I've been experimenting on creative writing tools with a bunch of writer friends, and the setup described in this paper is notoriously shit. I mean they come up to ChatGPT on v3.5 (or Bard lmao) and expect it to write comedy ? Jeez talk about setting yourself up for failure. That's like walking up to a junior screenwriter and yelling "GIVE ME A JOKE" to them. I don't understand why people keep repeating that mistake, they design experiments where they expect the model to be the source of creativity but that's just stupid.
If you want to get output that is not entirely mediocre, you need something like a Dramatron architecture where you decouple various task (fleshing out characters, outlining at the episode level, outlining at the scene level, writing dialogues etc...) and maintain internal memory of what is being worked on. It is non-trivial to setup but it gets there sometimes - even the authors of this paper recognize that this would have probably produced better results. You also need a user able to provide good ideas that the model can work with, you can't expect the good creative stuff to come from the robot.
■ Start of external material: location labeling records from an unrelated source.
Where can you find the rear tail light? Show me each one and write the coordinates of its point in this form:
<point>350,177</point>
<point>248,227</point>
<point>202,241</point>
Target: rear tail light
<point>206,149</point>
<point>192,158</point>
Instinctively i'd say you have to treat the model like your own junior writer, and how do you make a junior writer useful ? By teaching them to "yes, and" in a writing room with better writers (in this case, the user). In that context, with a good experienced user at the helm, it can definitely bring value. Nothing groundbreaking but i can see how a refined version of this could help, notably with consistency, story beats, pacing, the boring stuff. GPTs are better critics than they are writers anyway.
That being said i never really pursued "pure comedy" on LLMs as it sounds like a lost battle. In my mind it's kind of like tickling : if a machine pokes your ribs you don't get the tickles, that only works when a human does it. I doubt they can fix that in the short or mid term.